Even some familiar details from Lenin’s life have the power to shock in Service’s retelling. When the Volga region is hit by a terrible famine in 1891, 21-year-old Vladimir refuses to help his sister’s relief efforts, declaring coldly that famine is “a progressive factor” for the revolutionary cause.
Meanwhile, as a young nobleman living off the income of his estates, Lenin insisted on prompt rent payments from the hungry peasants who worked his land.
And like most people who are indifferent to others’ suffering, Lenin made sure to protect his own personal comfort. Even his sister observed that “Vladimir Ilich did not have the quality of self-sacrifice.” When he was arrested by the Tsarist secret police and exiled to Siberia in 1897, his family paid for a comfortable train berth for the cold trip east, while his arrested comrades were left to make their own way, some on foot and in manacles. After arriving at his place of exile, Lenin rented a house, hired a 15-year-old serving girl, and enjoyed himself. “Everyone’s found that I’ve grown fat over the summer, got a tan and now look completely like a Siberian,” wrote Lenin to his family. “That’s hunting and the life of the countryside for you!” Political prisoners under Lenin’s rule would have a rather rockier time of it.
But Service seems to lose his way in the second half of this biography, as Lenin lays the foundation for the Soviet dictatorship. The drama and horror of early Soviet Russia is rendered in bloodless and rambling prose. In a chapter entitled “War Leader,” Service somehow manages to avoid talking about the Civil War — and Lenin’s role in it. Lenin’s approval of poison-gas attacks against Russian peasant rebels barely rates an aside. The famine of 1921, one of Europe’s most terrible human catastrophes, gets a sentence. Lenin’s brutal attack on the Russian Orthodox Church is treated in a single paragraph. Yet nothing revealed Lenin’s character so vividly as these last two events. At the height of the famine, Lenin wrote hysterically to the politburo, in a passage not quoted by Service: “It is precisely now and only now, when in the starving regions people are eating human flesh, and hundreds if not thousands of corpses are littering the roads, that we can (and therefore must) carry out the confiscation of church valuables with the most savage and merciless energy.” Lenin, as usual, when faced with human misery, could think only of political advantage.
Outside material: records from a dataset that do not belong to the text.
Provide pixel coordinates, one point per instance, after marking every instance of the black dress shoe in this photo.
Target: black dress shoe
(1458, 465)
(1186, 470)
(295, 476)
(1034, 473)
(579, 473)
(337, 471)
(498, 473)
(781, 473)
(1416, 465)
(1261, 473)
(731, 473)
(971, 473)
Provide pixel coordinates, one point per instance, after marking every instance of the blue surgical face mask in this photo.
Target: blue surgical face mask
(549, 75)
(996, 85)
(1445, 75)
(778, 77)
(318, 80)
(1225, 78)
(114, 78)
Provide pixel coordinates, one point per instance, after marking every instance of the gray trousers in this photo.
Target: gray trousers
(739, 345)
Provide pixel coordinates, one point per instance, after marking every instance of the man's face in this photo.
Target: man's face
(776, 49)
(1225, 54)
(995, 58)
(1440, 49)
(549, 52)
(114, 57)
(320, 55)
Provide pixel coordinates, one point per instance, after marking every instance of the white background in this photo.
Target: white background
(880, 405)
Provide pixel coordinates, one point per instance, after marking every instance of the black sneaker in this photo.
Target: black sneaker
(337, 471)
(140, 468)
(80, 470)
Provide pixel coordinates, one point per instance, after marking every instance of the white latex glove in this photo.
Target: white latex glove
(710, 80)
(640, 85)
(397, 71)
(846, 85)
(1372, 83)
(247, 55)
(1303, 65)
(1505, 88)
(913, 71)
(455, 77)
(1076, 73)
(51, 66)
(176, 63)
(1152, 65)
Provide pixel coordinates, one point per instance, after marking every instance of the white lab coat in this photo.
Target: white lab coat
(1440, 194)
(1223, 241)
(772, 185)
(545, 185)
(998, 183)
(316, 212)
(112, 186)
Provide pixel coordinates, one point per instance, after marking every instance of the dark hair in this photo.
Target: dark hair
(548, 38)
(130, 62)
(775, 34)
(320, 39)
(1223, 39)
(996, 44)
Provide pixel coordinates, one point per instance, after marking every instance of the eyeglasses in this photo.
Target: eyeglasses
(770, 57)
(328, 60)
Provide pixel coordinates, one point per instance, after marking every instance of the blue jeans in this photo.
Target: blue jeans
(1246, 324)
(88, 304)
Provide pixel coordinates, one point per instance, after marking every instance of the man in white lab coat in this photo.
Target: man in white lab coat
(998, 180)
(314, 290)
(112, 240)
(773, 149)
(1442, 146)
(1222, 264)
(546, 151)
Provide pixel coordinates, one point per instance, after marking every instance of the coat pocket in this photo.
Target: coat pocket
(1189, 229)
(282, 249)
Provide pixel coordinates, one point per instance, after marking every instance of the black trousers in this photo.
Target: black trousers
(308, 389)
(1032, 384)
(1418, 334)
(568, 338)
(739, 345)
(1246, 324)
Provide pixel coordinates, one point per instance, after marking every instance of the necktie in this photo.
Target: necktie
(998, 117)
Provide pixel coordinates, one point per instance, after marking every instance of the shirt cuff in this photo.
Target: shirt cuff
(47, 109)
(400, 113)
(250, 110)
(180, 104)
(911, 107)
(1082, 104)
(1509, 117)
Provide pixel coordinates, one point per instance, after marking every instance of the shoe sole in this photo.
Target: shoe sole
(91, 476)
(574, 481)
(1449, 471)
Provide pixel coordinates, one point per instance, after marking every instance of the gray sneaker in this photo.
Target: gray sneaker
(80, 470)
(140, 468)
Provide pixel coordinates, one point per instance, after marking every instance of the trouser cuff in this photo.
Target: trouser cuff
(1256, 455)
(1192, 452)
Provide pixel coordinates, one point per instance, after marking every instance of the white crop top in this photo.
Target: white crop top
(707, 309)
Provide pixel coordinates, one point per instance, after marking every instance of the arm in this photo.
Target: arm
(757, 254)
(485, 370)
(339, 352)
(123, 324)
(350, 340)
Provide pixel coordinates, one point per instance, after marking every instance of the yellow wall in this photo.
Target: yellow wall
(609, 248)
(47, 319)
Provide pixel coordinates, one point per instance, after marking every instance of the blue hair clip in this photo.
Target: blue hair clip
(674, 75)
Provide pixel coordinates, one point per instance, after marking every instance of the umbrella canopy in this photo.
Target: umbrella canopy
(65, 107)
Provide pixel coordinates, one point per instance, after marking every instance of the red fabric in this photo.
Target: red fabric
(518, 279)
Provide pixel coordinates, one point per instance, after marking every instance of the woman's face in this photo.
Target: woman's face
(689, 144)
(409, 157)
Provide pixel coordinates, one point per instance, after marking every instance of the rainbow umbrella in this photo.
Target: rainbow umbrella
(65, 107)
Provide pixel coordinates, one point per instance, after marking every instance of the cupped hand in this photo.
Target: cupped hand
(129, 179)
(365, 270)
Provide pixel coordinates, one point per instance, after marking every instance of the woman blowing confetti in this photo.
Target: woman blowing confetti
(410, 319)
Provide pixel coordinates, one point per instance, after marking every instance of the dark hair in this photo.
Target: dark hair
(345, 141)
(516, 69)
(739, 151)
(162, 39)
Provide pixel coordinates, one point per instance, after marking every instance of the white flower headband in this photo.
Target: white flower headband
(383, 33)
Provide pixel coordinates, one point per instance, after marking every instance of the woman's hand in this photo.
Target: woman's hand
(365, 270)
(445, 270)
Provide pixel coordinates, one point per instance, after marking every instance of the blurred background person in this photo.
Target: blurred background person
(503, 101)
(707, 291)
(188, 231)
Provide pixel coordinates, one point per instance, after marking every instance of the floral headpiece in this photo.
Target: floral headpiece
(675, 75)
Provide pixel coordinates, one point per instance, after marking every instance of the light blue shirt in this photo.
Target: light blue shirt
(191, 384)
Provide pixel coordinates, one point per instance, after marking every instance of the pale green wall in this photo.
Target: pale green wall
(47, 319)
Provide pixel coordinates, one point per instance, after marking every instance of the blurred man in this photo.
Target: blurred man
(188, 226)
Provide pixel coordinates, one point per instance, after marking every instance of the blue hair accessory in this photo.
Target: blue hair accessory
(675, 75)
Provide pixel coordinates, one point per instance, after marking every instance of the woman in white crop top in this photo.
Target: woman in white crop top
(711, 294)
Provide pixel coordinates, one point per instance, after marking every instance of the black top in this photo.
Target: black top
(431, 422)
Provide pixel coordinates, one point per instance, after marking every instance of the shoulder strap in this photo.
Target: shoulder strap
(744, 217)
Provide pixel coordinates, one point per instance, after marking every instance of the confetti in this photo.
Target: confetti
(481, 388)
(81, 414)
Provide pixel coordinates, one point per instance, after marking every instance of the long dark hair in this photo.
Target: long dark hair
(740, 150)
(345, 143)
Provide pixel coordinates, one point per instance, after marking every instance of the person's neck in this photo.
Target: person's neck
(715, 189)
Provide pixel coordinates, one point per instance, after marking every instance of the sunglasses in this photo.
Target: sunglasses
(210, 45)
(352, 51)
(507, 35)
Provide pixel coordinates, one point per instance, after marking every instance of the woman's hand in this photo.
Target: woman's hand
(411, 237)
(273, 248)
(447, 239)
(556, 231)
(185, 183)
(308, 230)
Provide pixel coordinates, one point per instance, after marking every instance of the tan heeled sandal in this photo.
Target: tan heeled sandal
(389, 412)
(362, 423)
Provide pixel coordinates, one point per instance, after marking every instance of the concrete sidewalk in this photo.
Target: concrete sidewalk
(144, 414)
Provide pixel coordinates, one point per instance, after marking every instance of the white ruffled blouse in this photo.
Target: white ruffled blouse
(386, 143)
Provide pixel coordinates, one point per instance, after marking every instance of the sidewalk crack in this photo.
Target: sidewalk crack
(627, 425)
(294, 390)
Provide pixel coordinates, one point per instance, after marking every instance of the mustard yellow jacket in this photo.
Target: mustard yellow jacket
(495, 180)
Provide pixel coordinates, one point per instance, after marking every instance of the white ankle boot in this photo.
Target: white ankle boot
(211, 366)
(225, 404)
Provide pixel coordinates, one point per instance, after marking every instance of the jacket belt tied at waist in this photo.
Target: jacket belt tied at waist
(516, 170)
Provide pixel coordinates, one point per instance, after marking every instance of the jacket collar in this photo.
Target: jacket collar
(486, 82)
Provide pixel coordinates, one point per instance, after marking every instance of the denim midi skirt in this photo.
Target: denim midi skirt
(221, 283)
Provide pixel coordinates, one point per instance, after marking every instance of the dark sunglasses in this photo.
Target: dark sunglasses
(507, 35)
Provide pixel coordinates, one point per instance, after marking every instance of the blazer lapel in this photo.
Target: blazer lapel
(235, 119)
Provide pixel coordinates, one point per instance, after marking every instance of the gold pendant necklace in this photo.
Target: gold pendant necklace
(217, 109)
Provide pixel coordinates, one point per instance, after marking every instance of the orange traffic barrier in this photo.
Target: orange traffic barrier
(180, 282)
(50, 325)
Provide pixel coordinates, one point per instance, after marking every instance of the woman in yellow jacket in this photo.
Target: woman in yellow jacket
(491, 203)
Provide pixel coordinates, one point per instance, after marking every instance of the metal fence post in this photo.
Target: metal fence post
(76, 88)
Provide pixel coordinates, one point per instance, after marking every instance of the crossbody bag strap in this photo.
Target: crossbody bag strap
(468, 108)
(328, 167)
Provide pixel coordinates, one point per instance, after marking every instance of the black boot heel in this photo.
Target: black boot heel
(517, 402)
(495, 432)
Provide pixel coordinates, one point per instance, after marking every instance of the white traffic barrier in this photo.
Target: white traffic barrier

But archives rarely yield up such awful treasures, and Service’s research proves this. For among 3,714 previously secret Lenin documents at the old party archives, Service gives an official citation for only one — it is from the file he holds in his hand in the dust jacket photo, and it has been published in English at least twice already. (He quotes from the official Soviet edition of Lenin’s writings well over a hundred times.) Despite historians’ best efforts, Lenin remains as defiantly elusive in death as he was in life.